They’re so lucky it wasn’t much, much worse in Charlottesville. It had the potential to be a bloodbath. The lines of communication were poor between the various protest groups and the Charlottesville authorities tasked with keeping people safe.
But it nearly came unstuck. At the moment this man aimed his gun at a counter-protester using an improvised flamethrower, the C’vill police were up the street to the left and behind barricades. They were out of position for keeping the two groups of protestors separate.
This man has been identified and arrested. Fortunately, his safety was on the first time he aimed; his re-aimed shot went into the bushes.
The authorities had some challenges, as some of the militia-style rightwing protestors showed up in very credible-looking body armor, including some unit patches (but no visible name patches). One official mistook them briefly for reinforcements, there to help maintain public safety. He was startled to realize they were not “the good guys.”

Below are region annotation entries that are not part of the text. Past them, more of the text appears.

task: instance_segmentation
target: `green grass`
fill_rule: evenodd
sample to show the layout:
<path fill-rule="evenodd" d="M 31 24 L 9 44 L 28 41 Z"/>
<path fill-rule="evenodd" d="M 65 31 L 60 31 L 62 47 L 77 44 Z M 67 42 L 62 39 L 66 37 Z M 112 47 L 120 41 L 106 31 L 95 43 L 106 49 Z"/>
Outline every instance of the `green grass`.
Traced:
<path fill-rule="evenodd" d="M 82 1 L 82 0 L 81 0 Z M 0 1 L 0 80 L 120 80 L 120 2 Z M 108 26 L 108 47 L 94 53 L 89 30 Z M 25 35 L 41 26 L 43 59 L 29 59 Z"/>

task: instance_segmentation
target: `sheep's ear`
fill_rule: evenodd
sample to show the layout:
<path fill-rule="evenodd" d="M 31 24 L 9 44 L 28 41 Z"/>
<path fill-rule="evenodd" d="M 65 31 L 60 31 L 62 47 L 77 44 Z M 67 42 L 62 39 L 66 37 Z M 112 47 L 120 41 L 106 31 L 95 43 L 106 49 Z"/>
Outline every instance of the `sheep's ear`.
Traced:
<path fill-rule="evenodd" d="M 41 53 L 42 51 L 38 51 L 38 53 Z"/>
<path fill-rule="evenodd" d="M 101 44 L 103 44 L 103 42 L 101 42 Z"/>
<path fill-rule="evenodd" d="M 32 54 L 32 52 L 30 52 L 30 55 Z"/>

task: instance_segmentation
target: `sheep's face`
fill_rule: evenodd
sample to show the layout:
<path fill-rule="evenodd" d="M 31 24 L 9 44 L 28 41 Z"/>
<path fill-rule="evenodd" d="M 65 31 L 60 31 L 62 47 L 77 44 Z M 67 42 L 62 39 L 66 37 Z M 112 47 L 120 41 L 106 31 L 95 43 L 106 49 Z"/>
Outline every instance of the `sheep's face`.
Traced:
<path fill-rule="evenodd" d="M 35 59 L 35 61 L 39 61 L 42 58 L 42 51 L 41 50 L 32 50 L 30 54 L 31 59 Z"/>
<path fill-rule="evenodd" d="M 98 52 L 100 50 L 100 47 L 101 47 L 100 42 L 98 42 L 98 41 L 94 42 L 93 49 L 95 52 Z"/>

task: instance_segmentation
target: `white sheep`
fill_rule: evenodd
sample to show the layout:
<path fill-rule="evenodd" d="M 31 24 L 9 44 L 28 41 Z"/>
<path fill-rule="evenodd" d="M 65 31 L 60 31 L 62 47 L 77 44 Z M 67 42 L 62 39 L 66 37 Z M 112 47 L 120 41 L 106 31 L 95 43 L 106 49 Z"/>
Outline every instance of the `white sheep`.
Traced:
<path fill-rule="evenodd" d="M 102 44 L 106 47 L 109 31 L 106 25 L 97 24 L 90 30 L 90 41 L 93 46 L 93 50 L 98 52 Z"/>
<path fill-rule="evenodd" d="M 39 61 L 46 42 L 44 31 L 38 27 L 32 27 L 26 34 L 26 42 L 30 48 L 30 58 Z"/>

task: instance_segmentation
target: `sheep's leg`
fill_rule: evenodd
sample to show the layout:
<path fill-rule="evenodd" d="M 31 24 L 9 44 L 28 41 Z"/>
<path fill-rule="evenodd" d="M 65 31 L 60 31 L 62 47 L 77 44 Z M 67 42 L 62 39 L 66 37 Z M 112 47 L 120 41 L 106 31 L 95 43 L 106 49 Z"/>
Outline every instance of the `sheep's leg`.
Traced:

Arriving in Charlottesville, Virginia, for a rally planned by white nationalists earlier this month, Virginia’s top homeland security official nodded to a nearby group of men clad in camouflage and armed with semiautomatic rifles, believing they were soldiers in the state’s National Guard.
Then he did a double take.
“They’re not ours, are they?” said the official, Secretary of Public Safety Brian Moran, who described the exchange in an interview. “No, sir,” came a reply from his deputy in the passenger seat. “I don’t think they’re with us.”